Около четырех часов дня самолет из Нью-Йорка приземлился в Ницце.
— Тут, похоже, жарко, — заметил Кир, взял руку Ориел и поцеловал. На ней было желтое летнее платье от Валентайна, волосы распущены по плечам. Она улыбнулась и сжала его руку, но лицо осталось напряженным и встревоженным.
— Это ведь Ницца, правда? Если бы здесь шел дождь, я попросила бы летчика вернуться назад!
Хакорт улыбнулся. В этом была вся Ориел. Его единственный оплот в бурном море Голливуда. Он медленно встал, потянулся и взял свой пиджак с полки над головой. Ориел глубоко вздохнула и тоже встала. Ноги у нее дрожали. И не только из-за длинного перелета. Они должны были встретиться с соратником Бернштейна в аэропорту, и хотя тот не очень распространялся по телефону, она понимала, что у него должны быть веские причины, чтобы попросить их приехать в Монте-Карло.
Наверное, в тысячный раз она вспомнила отца, его голос, его улыбку. Он всегда так охотно ей помогал…
— Пошли.
Кир за руку повел ее вслед за другими пассажирами. Они сошли с самолета и через туннель из стекла и бетона попали в таможенный зал, где их ждал багаж. Кир взял чемодан потяжелее, Ориел — полегче, не переставая думать о предстоящей встрече и о том, чем может закончиться для них попытка достать убийцу Дункана.
— Я совсем засохла, — заметила Ориел. — Давай остановимся и выпьем по чашке кофе. — Кир улыбнулся.
— Тебя, видно, совсем жажда замучила, если ты согласна на кофе в аэропорту. — Но он уже направлялся к кафетерию.

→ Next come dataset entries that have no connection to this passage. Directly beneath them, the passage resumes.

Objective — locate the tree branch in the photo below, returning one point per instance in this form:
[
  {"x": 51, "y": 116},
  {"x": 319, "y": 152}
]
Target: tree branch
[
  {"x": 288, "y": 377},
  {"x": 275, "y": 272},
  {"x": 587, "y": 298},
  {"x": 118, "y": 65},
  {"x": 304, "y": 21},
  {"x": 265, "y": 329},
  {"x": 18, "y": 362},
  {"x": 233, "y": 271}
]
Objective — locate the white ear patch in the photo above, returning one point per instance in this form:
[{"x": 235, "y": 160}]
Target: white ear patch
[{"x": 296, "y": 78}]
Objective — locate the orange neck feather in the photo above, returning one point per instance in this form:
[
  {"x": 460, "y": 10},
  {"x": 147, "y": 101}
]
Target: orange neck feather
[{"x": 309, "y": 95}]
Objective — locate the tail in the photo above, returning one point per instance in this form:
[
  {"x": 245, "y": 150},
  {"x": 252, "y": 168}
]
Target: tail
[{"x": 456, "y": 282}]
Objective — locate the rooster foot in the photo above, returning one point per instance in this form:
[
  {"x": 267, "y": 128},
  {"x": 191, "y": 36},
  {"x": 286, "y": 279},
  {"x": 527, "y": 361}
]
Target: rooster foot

Там встал в очередь за обычной бурдой, потом отнес чашки на столик.
Ориел отпила глоток и вздохнула. На столе она заметила газету «Новости Ниццы» и начала просматривать. Внезапно ее внимание привлек портрет в профиль.
— Кир! — воскликнула она. Муж наклонился к ней. — Разве это не?..
— Мюллер, — убежденно произнес он. На портрете Мюллер выглядел старше, чем на фотографиях из досье Дункана. Но это, конечно, он. Да и в заголовке стояло знакомое имя.